My Republica, 25th May 2017, Kathmandu
Nepal Rastra Bank (NRB) officials have almost given up hope that the southern neighbor would accept demonetized Indian banknotes that Nepalis hold.
Though it has already been a month since the NRB made an official request seeking exchange facility for up to IRs 4,500 per person, India has not responded yet.
Frustrated with the delay in India’s response to their request of providing exchange facility for up to IRs 4,500 per person as agreed by a visiting Indian government team, the officials also urge the government to raise the issue at government level.

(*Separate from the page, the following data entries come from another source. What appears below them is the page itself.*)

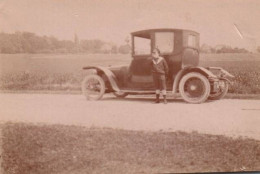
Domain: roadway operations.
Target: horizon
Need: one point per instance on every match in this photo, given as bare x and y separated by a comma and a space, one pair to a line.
230, 22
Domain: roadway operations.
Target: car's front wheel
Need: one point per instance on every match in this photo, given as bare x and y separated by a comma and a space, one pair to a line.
93, 87
194, 88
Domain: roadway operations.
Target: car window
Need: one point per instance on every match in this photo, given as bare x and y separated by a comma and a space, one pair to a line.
192, 41
142, 46
164, 41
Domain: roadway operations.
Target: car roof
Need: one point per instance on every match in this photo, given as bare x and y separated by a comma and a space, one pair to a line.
146, 33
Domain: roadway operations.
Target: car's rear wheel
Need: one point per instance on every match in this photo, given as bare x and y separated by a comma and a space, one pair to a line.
120, 94
93, 87
222, 92
194, 88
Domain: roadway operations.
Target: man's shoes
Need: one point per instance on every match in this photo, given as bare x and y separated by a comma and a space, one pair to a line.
157, 100
164, 99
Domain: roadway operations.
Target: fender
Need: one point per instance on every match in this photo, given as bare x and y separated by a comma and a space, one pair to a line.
223, 72
188, 69
109, 74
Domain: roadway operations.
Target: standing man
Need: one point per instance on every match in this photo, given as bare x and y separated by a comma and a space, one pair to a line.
160, 71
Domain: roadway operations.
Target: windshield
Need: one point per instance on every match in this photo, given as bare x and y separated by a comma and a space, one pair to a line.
142, 46
164, 41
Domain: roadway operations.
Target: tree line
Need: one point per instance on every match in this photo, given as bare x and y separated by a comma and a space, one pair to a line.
27, 42
223, 49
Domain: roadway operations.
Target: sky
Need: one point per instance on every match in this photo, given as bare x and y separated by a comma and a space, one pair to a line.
231, 22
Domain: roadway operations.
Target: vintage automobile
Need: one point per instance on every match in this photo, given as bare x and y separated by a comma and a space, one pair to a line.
180, 48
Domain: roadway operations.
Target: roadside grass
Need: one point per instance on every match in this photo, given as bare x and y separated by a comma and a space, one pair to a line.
55, 149
64, 72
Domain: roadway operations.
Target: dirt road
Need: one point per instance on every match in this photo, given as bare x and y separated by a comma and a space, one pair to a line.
227, 117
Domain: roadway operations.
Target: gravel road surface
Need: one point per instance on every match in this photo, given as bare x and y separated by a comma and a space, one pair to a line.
229, 117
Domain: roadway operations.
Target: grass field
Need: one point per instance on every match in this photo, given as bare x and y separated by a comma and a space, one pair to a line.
64, 72
56, 149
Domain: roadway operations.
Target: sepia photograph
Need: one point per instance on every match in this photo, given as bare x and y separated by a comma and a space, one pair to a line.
129, 86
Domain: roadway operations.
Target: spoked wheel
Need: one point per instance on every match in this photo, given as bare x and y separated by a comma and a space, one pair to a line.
194, 88
120, 94
222, 92
93, 87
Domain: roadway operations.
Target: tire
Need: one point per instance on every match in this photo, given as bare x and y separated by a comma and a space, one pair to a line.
223, 91
93, 87
120, 94
194, 88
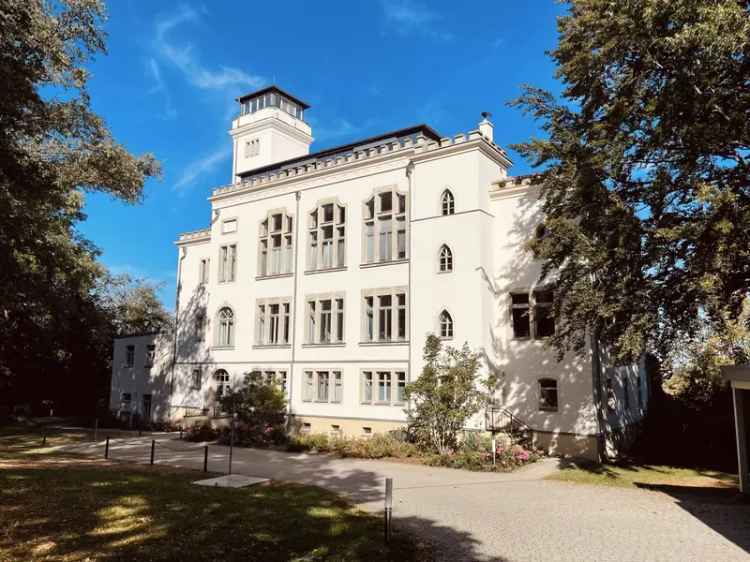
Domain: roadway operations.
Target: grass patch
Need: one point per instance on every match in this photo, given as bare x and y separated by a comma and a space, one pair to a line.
633, 475
54, 507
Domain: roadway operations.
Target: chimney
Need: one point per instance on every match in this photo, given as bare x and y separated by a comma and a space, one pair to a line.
486, 126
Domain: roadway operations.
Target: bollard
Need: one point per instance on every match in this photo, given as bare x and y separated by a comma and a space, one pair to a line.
231, 444
388, 508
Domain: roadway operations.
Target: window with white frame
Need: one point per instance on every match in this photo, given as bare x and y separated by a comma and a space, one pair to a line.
548, 395
150, 354
383, 387
326, 237
273, 322
252, 148
322, 386
130, 356
446, 259
533, 310
626, 392
227, 263
446, 325
200, 324
276, 245
447, 203
273, 376
225, 325
384, 235
203, 270
196, 379
221, 379
325, 319
384, 316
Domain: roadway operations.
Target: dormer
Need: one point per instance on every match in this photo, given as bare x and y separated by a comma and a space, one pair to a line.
269, 129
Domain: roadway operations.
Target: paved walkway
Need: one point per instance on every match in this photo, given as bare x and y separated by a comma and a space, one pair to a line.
493, 517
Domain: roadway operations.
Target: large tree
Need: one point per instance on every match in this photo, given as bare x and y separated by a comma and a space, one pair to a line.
646, 171
53, 149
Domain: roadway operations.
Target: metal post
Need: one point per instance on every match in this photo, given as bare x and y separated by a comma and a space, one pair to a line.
388, 508
231, 444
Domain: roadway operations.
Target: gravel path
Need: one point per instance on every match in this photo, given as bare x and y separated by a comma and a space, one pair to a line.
476, 516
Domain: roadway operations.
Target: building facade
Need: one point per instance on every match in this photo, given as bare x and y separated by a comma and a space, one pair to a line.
328, 270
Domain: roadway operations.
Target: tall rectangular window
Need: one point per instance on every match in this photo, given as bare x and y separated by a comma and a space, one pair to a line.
323, 386
383, 387
272, 325
384, 227
520, 315
203, 271
326, 237
276, 245
130, 356
325, 320
227, 263
150, 355
385, 316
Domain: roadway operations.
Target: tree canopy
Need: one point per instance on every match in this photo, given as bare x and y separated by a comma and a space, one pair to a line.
53, 149
646, 171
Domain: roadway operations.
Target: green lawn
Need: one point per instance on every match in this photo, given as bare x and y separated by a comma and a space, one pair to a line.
55, 507
630, 475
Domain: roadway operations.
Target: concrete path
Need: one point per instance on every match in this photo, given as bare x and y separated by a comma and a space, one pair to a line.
493, 517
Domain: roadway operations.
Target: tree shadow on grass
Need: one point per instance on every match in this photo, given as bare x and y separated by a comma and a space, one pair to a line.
724, 510
118, 512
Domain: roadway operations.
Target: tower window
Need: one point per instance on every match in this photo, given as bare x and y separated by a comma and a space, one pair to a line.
447, 203
446, 259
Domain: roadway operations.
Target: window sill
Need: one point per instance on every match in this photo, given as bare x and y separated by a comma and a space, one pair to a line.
325, 270
383, 263
274, 276
383, 342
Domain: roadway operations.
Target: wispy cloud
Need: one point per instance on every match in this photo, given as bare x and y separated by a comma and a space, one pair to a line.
409, 17
161, 88
184, 57
202, 166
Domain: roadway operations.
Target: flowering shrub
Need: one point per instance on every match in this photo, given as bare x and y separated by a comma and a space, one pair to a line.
377, 447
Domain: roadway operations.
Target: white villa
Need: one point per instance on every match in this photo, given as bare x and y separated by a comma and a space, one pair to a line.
328, 270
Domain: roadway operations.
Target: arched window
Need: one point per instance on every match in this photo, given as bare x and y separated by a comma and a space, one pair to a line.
327, 237
446, 258
222, 382
448, 203
225, 336
276, 244
384, 227
446, 325
548, 395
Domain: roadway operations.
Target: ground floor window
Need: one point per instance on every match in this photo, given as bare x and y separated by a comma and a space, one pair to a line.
548, 395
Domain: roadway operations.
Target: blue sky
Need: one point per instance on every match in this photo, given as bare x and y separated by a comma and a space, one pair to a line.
173, 70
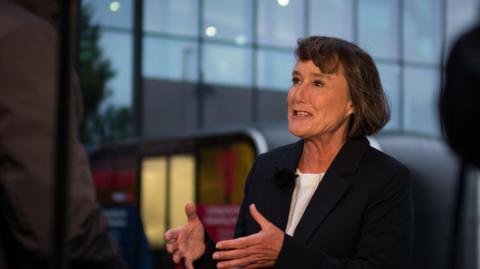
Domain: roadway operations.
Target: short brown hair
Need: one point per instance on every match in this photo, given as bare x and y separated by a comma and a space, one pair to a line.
371, 110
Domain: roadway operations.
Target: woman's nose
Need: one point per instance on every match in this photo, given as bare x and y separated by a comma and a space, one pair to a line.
298, 93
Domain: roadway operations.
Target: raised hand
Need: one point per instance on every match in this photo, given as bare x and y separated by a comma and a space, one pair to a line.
187, 242
255, 251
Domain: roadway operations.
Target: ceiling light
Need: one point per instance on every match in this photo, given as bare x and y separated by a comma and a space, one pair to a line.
211, 31
114, 6
283, 3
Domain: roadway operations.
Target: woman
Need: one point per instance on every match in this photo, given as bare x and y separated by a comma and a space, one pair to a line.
328, 201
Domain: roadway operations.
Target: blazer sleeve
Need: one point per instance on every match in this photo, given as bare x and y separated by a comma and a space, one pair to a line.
385, 239
27, 104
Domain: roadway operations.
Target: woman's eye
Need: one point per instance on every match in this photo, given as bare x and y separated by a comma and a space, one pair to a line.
318, 83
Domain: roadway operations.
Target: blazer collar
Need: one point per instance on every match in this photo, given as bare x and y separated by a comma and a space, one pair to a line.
345, 162
329, 192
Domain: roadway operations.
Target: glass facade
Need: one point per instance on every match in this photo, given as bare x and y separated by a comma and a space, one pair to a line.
249, 45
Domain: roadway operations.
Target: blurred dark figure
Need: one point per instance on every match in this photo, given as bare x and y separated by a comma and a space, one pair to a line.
460, 98
27, 111
460, 113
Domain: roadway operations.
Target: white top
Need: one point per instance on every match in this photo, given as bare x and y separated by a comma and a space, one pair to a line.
305, 186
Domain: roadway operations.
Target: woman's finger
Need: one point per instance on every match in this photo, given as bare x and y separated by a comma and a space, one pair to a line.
231, 254
240, 262
241, 242
172, 247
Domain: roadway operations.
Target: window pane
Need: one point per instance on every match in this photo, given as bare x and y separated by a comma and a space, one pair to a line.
275, 69
111, 13
389, 75
178, 17
378, 27
461, 14
227, 65
421, 91
228, 19
117, 47
280, 25
423, 33
327, 13
169, 59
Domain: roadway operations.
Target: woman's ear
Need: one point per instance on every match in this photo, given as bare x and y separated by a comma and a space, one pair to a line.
350, 108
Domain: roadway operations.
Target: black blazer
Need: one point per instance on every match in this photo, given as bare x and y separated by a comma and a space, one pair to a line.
360, 216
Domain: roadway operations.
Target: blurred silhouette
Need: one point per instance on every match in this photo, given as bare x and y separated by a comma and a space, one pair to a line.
460, 98
28, 69
459, 113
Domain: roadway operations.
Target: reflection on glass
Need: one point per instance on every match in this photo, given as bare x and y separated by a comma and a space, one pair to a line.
461, 14
117, 47
169, 59
421, 91
231, 19
331, 18
389, 75
275, 69
179, 17
108, 13
228, 65
182, 187
153, 202
378, 27
280, 25
422, 31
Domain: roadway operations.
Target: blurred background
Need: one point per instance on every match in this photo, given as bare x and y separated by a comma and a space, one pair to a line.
181, 95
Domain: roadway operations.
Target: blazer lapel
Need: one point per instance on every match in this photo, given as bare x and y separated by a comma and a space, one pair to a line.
331, 189
279, 189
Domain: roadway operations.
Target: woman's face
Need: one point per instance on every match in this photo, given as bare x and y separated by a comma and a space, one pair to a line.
319, 104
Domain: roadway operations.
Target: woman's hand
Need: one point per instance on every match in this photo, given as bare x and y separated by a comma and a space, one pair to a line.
187, 242
255, 251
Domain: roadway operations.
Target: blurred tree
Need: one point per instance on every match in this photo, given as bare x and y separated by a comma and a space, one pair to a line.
100, 124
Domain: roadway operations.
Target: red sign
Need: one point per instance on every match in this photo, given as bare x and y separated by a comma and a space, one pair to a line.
219, 220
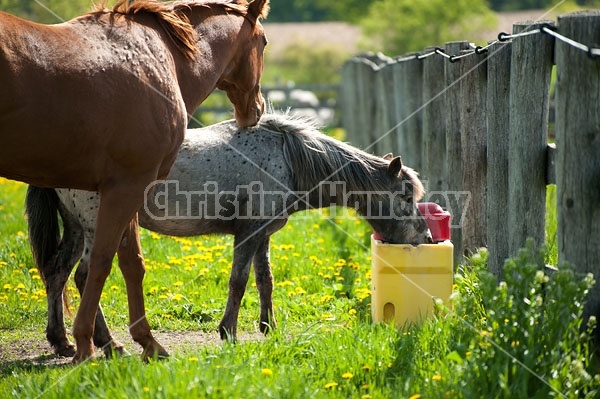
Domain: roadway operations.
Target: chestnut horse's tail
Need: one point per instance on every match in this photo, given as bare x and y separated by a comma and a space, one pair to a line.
41, 209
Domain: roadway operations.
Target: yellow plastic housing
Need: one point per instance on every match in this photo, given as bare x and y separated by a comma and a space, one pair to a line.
407, 280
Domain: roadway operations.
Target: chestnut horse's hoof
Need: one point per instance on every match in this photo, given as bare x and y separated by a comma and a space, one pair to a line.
115, 349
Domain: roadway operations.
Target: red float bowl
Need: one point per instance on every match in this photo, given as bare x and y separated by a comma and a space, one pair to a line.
437, 220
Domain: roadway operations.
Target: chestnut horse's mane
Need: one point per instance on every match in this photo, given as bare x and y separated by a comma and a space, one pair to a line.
172, 18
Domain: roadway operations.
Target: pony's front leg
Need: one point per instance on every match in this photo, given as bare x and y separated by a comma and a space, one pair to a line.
131, 263
118, 206
264, 283
243, 252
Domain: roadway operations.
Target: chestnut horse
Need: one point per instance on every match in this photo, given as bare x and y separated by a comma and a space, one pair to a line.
226, 180
101, 103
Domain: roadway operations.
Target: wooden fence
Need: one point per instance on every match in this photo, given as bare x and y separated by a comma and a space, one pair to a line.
477, 130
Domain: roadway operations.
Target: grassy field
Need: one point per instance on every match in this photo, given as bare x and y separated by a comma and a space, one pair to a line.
520, 338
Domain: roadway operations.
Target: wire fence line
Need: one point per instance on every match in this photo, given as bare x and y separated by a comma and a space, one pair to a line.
475, 118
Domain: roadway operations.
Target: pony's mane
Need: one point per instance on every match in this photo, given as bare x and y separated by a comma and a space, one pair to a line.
171, 16
320, 157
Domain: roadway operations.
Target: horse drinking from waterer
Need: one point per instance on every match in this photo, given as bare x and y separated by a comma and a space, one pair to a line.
227, 180
101, 103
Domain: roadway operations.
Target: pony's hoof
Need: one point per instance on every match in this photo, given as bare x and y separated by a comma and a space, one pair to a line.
155, 353
67, 350
82, 356
227, 334
266, 327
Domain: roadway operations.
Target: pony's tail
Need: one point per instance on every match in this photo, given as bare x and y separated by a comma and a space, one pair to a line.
41, 210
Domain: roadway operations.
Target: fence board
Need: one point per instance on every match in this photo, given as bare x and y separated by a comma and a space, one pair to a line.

“We are yet to get any response from the Indian side to our request regarding the exchange facility,” Bhisma Raj Dhungana, an executive director with the NRB, told Republica. “We have been following up the issue. Since this is not something that is on the hands of Reserve Bank of India (RBI) -- the Indian central bank -- alone, the issue should be taken at the government level,” Dhungana, who heads the Foreign Exchange Department of the NRB, said.
After an initial reluctance to accept RBI’s offer of providing exchange facility for up to IRs 4,500 per person, the NRB had sent a formal letter on April 13, requesting the RBI to initiate the process of currency swap in line with the Indian proposal. However, it has not got any response on its formal response yet.
While the Indian delegation, which was second from India to discuss over the issue, had offered the exchange facility of up to IRs 4,500, Nepali team leading the negotiation had sought exchange facility of up to IRs 25,000 that Nepali citizens can carry legally. With both the sides failing to reach consensus over the ceiling for exchange facility, the Nepal side had told the Indian side that they would get back to them with a formal response on their request.
“We sent the letter in line with their offer during the negotiation. However, I do not understand why it is taking so long for them to respond or whether they would really respond at all,” said Dhungana.
It has been more than six months since the Indian government withdrew legal tender of Indian banknotes of 1,000 and 500 denominations, making the fate of such Indian currency held by Nepali nationals uncertain. Before the demonetization came into effect, Nepali nationals were allowed to carry of up to IRs 25,000.
Numerous attempts from the central bank, the Ministry of Finance and even a telephone conversation between the prime ministers of the two countries have failed to yield to any result.